The 2019 M+R Benchmark Report is out and, like most assessments of 2018, it offers a mixed perspective.
“Another way of looking at 2018 online revenue: nonprofits were poised, with nearly perfect balance, between growth and decline.”
So, how you see the year may depend which side of that fence you were on!
Overall, online revenue was up by 1%, virtually flat, compared to last year’s 23% increase.
The report points out some bright spots.
Revenue from recurring monthly gifts grew 17% and now accounts for 16% of online revenue.
Social media has experienced growth, with Facebook Fundraisers providing a sizable boost for some organizations.
Both of these trends underscore the importance of engaged, committed donors.
It notes some areas for concern as well.
Email, while still the “workhorse” of online fundraising saw declines open and click-through rates and an 8% fall-off in revenue. Meanwhile, lists continue to grow (up 5%) as do the number of messages per subscriber (up 8%).
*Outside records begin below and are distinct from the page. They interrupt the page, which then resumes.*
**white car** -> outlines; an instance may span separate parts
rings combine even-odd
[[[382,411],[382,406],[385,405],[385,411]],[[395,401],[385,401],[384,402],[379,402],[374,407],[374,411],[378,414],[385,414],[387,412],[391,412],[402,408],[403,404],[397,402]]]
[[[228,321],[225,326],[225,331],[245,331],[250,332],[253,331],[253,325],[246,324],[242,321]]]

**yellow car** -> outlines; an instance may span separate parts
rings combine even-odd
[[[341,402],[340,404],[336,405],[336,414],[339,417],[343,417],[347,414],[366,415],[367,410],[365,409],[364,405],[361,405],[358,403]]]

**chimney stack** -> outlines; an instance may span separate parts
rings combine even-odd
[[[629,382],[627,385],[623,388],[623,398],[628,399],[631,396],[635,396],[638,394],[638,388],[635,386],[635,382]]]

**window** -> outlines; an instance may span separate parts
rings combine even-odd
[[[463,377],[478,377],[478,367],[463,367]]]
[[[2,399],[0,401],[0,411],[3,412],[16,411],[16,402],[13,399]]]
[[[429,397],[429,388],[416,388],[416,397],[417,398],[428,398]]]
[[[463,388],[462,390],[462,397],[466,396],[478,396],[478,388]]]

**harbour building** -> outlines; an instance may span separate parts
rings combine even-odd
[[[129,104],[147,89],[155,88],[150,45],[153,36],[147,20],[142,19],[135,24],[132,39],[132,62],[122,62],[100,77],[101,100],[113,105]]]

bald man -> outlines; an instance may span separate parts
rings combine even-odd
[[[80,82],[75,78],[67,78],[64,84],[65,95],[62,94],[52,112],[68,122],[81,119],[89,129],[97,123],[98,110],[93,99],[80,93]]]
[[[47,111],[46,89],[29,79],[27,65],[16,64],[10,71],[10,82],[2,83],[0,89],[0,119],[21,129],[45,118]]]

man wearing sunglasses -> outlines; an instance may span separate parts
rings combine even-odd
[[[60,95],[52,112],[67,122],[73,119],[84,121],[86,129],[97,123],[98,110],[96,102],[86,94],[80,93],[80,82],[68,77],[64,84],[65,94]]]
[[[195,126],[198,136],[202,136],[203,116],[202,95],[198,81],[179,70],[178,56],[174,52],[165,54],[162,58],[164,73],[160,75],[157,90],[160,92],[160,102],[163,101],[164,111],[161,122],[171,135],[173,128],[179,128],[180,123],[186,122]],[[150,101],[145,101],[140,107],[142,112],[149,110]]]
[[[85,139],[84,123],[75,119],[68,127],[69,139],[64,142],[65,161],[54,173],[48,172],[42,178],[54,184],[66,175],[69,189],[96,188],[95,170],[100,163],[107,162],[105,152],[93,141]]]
Retention is falling. Only 25% of donors who made a first time gift in 2017 gave again in 2018. For the smallest givers ($25 or less) that drops to 10%.
And there are some areas in which the jury is still out.
Digital ad budgets grew by 144%, with just over half (55%) committed to direct fundraising, and the balance to lead generation (23%) or awareness and education (21%). Return on that investment is difficult to measure; it’s often not immediate or directly attributable.
Mobile web traffic continues to grow, currently accounting for 48% of visitors compared to 44% for desktop users. However, desktop users account for 63% of gifts and 71% of revenue. Again there are a number of possible reasons, from demographic changes to privacy concerns.
So, what does it mean to you?
It likely depends. The report is based on multi-year data provided by 135 non-profit organizations. There’s a lot of good information to be distilled, including dramatic variance among some sectors. You may need to dig into the details to figure out what applies to you.